The number of neighbors that a node has is called its “degree”, and it’s possible to compute the degree distribution across the entire graph. In this exercise, your job is to compute the degree distribution across T .


# Compute the degree of every node: degrees
degrees = [len(list(T.neighbors(n))) for n in T.nodes()]

# Print the degrees
print(degrees)

[47, 0, 0, 0, 0, 0, 0, 0, 0, 0, 0, 0, 0, 0, 17, 0, 10, 27, 0, 0, 0, 0, 0, 0, 0, 0, 34, 0, 0, 0, 0, 0, 60, 0, 11, 4, 0, 12, 0, 0, 56, 53, 0, 30, 0, 0, 0, 0, 12, 0, 0
...

#### Degree centrality distribution

The degree of a node is the number of neighbors that it has. The degree centrality is the number of neighbors divided by all possible neighbors that it could have. Depending on whether self-loops are allowed, the set of possible neighbors a node could have could also include the node itself.
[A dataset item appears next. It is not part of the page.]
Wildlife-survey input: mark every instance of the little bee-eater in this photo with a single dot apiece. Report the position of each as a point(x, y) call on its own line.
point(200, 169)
# Import matplotlib.pyplot
import matplotlib.pyplot as plt

# Compute the degree centrality of the Twitter network: deg_cent
deg_cent = nx.degree_centrality(T)

# Plot a histogram of the degree centrality distribution of the graph.
plt.figure()
plt.hist(list(deg_cent.values()))
plt.xlabel('centrality')
plt.ylabel('count')
plt.show()

# Plot a histogram of the degree distribution of the graph
plt.figure()
plt.hist(degrees)
plt.xlabel('neighbors')
plt.ylabel('count')
plt.show()

# Plot a scatter plot of the centrality distribution and the degree distribution
plt.figure()
plt.scatter(degrees, list(deg_cent.values()))
plt.xlabel('degrees')
plt.ylabel('centrality')
plt.show()

Desktop View Desktop View Desktop View


2.2 Graph algorithms

Desktop View

Desktop View Desktop View Desktop View Desktop View

#### Shortest Path I

You can leverage what you know about finding neighbors to try finding paths in a network. One algorithm for path-finding between two nodes is the “breadth-first search” (BFS) algorithm. In a BFS algorithm, you start from a particular node and iteratively search through its neighbors and neighbors’ neighbors until you find the destination node.

Pathfinding algorithms are important because they provide another way of assessing node importance; you’ll see this in a later exercise.
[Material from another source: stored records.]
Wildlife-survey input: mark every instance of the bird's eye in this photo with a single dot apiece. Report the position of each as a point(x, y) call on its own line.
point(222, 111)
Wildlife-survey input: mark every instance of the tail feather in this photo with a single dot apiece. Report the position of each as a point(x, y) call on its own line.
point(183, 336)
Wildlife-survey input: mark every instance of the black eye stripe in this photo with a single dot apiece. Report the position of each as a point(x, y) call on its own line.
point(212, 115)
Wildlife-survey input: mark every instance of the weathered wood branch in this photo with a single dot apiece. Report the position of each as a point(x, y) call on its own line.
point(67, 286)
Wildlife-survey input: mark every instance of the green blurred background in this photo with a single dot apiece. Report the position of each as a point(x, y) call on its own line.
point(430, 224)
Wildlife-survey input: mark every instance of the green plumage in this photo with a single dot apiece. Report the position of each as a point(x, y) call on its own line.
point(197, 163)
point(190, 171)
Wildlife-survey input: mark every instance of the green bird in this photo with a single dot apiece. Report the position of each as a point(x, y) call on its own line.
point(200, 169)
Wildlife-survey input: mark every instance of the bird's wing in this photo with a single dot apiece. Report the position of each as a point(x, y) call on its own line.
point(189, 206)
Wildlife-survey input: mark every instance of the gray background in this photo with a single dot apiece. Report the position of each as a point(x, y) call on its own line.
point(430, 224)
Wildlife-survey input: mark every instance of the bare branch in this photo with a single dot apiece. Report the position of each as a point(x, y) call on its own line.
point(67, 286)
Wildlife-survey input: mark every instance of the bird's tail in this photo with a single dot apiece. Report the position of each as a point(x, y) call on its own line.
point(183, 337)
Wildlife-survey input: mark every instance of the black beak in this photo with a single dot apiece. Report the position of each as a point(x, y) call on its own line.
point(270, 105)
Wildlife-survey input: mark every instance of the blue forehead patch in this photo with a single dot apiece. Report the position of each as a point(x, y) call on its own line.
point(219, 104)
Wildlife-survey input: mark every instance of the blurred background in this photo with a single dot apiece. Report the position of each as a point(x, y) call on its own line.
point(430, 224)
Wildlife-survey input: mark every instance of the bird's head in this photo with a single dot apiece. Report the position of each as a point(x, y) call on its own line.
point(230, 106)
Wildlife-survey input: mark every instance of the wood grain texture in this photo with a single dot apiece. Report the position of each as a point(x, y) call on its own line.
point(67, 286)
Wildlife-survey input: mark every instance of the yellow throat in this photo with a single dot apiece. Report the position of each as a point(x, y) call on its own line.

In this set of 3 exercises, you’re going to build up slowly to get to the final BFS algorithm. The problem has been broken into 3 parts that, if you complete in succession, will get you to a first pass implementation of the BFS algorithm.


# Define path_exists()
def path_exists(G, node1, node2):
    """
    This function checks whether a path exists between two nodes (node1, node2) in graph G.
    """
    visited_nodes = set()

    # Initialize the queue of nodes to visit with the first node: queue
    queue = [node1]

    # Iterate over the nodes in the queue
    for node in queue:

        # Get neighbors of the node
        neighbors = G.neighbors(node)

        # Check to see if the destination node is in the set of neighbors
        if node2 in neighbors:
            print('Path exists between nodes {0} and {1}'.format(node1, node2))
            return True
            break


#### Shortest Path II

Now that you’ve got the code for checking whether the destination node is present in neighbors, next up, you’re going to extend the same function to write the code for the condition where the destination node is not present in the neighbors.
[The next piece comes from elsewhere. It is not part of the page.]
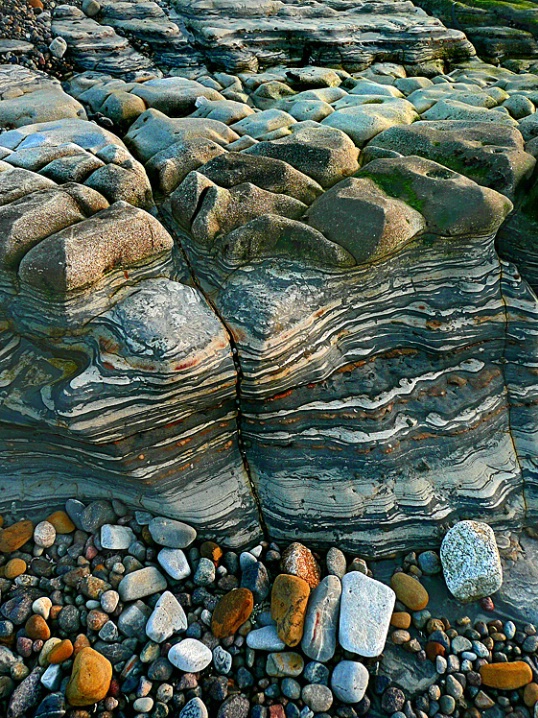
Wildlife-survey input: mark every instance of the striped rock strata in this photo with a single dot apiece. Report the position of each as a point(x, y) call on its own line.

def path_exists(G, node1, node2):
    """
    This function checks whether a path exists between two nodes (node1, node2) in graph G.
    """
    visited_nodes = set()
    queue = [node1]

    for node in queue:
        neighbors = G.neighbors(node)
        if node2 in neighbors:
            print('Path exists between nodes {0} and {1}'.format(node1, node2))
            return True

        else:
            # Add current node to visited nodes
            visited_nodes.add(node)

            # Add neighbors of current node that have not yet been visited
            queue.extend([n for n in neighbors if n not in visited_nodes])

#### Shortest Path III

This is the final exercise of this trio! You’re now going to complete the problem by writing the code that returns False if there’s no path between two nodes.


def path_exists(G, node1, node2):
    """
    This function checks whether a path exists between two nodes (node1, node2) in graph G.
    """
    visited_nodes = set()
    queue = [node1]

    for node in queue:
        neighbors = G.neighbors(node)
        if node2 in neighbors:
            print('Path exists between nodes {0} and {1}'.format(node1, node2))
            return True
            break

        else:
            visited_nodes.add(node)
            queue.extend([n for n in neighbors if n not in visited_nodes])

        # Check to see if the final element of the queue has been reached
        if node == queue[-1]:
            print('Path does not exist between nodes {0} and {1}'.format(node1, node2))

            # Place the appropriate return statement
            return False

You’ve just written an implementation of the BFS algorithm!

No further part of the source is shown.